The worst part is, that knowledge is what they get off on.
You know what is hilarious? The complete aversion to facts that Sasquatch has, preferring that he takes his “truth” from his stupid observations from anti-women sites and white supremacist sites.
I can do that, too.
David Henderson, you are a complete and utter trollish, hateful misogynist, xenophobic, racist asshole, and I base that on your posts here.
Therefore, despite any claim to the contrary you make, truth.
What do I want, personally?
That you fuck off.
– This
This is gold. Exhibit A. A perfect example of why it’s impossible to rationalize with people who only want to see things one way.
Thank you for your comment. Thank you.
@Alan
Various ways, but it appears that a major factor was the ‘trade dollars’ the UK minted starting in the late 18th century*, which matched pesos (or ‘Spanish dollars’) in weight, those being very popular coins in the East Asian trade.

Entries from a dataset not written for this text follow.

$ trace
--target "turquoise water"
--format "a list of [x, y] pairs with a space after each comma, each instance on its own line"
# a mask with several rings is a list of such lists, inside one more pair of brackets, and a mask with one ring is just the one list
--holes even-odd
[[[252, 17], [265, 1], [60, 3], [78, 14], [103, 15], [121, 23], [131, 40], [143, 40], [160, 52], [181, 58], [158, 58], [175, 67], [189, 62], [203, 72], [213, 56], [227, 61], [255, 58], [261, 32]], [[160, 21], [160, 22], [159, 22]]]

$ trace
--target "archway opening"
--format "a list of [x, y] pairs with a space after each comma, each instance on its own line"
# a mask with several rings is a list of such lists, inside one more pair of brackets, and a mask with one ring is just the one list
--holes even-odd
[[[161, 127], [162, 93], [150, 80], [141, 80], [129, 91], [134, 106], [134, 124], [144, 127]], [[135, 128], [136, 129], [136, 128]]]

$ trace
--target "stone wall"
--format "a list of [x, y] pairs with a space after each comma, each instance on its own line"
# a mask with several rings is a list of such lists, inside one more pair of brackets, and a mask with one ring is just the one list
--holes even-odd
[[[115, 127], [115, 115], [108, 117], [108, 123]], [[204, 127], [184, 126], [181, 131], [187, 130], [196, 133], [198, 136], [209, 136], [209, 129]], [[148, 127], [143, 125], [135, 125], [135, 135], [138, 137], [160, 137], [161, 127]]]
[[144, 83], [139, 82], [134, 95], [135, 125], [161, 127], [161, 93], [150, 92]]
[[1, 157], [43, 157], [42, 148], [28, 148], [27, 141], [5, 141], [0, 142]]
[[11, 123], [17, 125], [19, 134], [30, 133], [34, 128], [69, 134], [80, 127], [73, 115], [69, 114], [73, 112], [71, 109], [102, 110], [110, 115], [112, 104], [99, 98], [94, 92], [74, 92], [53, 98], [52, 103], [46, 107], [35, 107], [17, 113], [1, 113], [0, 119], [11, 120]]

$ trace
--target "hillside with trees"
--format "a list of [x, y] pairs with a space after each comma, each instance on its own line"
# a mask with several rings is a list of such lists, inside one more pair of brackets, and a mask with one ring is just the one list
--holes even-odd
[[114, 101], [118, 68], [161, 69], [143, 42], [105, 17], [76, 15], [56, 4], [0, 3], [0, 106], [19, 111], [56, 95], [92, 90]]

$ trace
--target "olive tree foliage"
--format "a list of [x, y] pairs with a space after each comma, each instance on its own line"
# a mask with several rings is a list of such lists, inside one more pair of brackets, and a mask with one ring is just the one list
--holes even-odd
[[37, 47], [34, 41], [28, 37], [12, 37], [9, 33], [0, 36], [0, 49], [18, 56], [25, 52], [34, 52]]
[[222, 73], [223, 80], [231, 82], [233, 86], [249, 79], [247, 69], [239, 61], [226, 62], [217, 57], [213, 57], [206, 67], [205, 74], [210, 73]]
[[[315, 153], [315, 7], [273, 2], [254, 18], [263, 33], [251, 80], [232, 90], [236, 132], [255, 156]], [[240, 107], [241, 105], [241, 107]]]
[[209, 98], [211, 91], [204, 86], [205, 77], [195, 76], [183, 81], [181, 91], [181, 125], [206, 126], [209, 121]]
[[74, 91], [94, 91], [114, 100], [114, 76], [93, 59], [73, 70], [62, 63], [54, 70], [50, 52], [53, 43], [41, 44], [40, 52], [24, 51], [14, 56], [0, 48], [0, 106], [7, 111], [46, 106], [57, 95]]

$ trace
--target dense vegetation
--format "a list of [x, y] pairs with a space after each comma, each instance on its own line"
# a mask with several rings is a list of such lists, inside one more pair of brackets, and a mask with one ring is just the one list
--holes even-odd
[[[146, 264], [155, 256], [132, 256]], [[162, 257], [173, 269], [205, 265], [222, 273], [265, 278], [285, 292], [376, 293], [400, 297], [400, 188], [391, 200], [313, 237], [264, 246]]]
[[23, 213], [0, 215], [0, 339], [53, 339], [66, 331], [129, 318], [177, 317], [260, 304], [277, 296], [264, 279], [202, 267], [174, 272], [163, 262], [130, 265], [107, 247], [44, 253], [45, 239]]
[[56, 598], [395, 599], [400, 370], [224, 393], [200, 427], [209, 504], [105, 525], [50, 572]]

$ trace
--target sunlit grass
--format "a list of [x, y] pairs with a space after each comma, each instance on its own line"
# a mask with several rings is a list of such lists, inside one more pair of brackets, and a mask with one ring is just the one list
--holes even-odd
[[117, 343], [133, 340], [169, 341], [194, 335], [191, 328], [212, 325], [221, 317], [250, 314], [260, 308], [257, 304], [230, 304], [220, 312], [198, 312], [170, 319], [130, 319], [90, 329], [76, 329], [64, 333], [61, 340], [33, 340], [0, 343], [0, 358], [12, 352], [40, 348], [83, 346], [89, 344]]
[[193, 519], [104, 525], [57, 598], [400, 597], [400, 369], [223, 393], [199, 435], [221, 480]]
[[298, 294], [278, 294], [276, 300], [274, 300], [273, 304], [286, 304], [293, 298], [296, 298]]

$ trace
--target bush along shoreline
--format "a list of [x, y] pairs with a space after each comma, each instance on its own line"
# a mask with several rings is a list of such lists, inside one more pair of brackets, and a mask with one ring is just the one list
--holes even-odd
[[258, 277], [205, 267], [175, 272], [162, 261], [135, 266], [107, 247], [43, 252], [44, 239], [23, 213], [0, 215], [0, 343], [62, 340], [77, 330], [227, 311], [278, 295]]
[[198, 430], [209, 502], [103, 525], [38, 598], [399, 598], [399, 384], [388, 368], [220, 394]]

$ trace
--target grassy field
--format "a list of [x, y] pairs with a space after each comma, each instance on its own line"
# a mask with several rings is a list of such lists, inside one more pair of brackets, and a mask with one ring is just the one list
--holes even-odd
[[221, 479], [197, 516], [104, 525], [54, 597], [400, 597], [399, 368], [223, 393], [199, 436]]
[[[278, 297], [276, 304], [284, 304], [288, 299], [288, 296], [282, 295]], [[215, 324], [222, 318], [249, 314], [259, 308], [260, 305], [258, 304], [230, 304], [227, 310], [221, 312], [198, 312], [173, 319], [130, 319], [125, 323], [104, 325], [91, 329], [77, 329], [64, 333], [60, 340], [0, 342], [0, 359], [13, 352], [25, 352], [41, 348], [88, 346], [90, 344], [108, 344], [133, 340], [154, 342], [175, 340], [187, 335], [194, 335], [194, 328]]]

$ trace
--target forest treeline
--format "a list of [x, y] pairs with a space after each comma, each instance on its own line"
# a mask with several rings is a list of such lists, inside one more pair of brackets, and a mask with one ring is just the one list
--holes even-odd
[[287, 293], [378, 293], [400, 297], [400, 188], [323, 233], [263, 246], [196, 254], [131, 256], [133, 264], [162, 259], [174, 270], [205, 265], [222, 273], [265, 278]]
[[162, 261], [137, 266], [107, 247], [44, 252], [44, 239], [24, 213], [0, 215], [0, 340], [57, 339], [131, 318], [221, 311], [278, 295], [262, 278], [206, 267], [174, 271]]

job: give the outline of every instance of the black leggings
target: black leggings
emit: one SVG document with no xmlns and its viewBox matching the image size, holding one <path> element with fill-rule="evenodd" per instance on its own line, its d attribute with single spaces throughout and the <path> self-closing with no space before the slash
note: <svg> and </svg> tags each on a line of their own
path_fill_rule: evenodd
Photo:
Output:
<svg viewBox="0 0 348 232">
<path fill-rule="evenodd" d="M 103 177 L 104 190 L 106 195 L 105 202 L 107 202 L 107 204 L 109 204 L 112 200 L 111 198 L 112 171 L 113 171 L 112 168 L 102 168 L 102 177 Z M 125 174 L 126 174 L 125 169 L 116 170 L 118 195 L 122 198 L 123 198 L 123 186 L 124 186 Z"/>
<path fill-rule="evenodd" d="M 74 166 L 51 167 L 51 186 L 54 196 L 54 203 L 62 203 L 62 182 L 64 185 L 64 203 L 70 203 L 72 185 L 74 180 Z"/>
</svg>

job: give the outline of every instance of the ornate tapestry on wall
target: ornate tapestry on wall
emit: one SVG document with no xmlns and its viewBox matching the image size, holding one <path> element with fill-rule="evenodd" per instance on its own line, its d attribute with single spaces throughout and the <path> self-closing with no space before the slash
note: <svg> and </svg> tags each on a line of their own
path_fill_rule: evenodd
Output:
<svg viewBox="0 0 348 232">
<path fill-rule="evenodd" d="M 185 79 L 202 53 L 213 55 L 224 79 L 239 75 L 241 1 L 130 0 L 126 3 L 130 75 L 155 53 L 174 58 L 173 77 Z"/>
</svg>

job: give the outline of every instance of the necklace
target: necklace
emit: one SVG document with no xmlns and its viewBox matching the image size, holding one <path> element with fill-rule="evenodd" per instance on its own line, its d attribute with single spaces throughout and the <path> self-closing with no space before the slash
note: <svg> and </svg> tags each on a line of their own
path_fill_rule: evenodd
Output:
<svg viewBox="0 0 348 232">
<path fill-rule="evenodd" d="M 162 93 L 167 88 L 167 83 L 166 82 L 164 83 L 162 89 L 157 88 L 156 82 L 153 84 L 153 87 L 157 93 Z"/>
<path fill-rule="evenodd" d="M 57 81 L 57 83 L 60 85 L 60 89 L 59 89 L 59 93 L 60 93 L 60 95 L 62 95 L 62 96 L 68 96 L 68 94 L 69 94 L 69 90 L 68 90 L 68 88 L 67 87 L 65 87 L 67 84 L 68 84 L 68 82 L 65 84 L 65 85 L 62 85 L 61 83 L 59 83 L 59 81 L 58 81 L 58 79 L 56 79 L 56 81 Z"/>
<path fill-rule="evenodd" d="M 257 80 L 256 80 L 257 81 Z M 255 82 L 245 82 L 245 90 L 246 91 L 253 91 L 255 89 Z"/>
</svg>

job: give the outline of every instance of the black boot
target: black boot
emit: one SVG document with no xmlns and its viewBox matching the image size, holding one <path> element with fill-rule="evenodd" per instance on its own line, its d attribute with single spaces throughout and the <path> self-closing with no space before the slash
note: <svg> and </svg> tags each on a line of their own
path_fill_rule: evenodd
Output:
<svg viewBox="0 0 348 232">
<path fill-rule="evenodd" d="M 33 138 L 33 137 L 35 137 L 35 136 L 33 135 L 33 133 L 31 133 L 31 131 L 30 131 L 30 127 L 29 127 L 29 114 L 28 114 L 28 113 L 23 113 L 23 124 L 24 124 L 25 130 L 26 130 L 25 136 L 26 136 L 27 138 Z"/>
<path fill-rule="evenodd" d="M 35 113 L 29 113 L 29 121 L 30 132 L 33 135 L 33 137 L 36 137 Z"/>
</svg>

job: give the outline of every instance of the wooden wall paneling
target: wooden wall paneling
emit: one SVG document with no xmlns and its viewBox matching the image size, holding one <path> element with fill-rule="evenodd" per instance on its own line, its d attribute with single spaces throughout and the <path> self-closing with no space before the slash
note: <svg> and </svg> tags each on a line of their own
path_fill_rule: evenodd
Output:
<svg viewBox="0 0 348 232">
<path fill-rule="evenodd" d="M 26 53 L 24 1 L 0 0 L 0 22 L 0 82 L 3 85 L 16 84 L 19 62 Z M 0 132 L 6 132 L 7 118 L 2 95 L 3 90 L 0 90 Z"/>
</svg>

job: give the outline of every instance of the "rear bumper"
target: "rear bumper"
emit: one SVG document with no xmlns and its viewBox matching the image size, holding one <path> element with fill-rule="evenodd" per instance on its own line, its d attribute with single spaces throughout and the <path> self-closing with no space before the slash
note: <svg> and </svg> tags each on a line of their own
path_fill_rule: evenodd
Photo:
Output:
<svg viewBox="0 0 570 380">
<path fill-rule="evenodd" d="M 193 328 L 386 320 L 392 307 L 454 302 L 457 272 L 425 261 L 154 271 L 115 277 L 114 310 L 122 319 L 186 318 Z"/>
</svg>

*Exceptions include the U.S., Australia, and Canada. The U.S. began using dollars as a currency in colonial days because pesos were easier to come by than pounds. Canada and Australia started out using pounds, and changed later. In Canada, that was in the 1850s and was done to make cross border currency exchanges easier, in Australia it wasn’t ’til decimalization of the pound in 1966, when they decided to change the name from pound to dollar.
5 Shillings it would appear, barring linguistic drift. So called because at one time it was common to overstrike a peso into a crown. For extra confusion, the Scottish (or ‘thistle’) dollar was also in circulation, valued at 60 Scottish shillings (I don’t care enough right now to find the conversion to English shillings)
The word ‘dollar’ generally entered English via German thaler, due to a major silver deposit discovered in a Bohemian valley apparently owned by someone named Joachim (the place is called Joachimsthal, Joachim’s valley, and the coins were therefore Joachimsthalers, or just thalers)
@ dalillama
Yey, thank you Dalipedia. 🙂 I probably should have just asked you in the first place. That was fascinating though. The Aussie thing is particularly interesting. Was that a republican sentiment I wonder?
@ ALL
I’ve not seen any facts. Just links to articles like this:
https://www.youtube.com/watch?v=zxNRtObt8no
Also, re: usage of CPS in determining troll’s nationality
If I haven’t missed the memo that y’all already caught this, CPS also stands for the States’s Child Protective Services. I think.
The short answer appears to be yes. It’s not clear to me why they wanted to change the name to begin with (Possibly to avoid confusion as the British pound wouldn’t decimalise for some years), but when they did, the PM at the time (Robert Menzies) wanted it called the royal. When the treasury secretary announced this, he and his family received death threats, and the name was rapidly changed to the dollar instead.
@Dave Henderson
I was being deliberately obtuse because I asked you to provide me some specific laws, then you gave me an overly general answer and asked me to do your homework for you.
You want Fisher to remove abusive laws. Which ones? You’re the one claiming they exist. If they are so abundant, it should be trivial for you to find one and reference it here.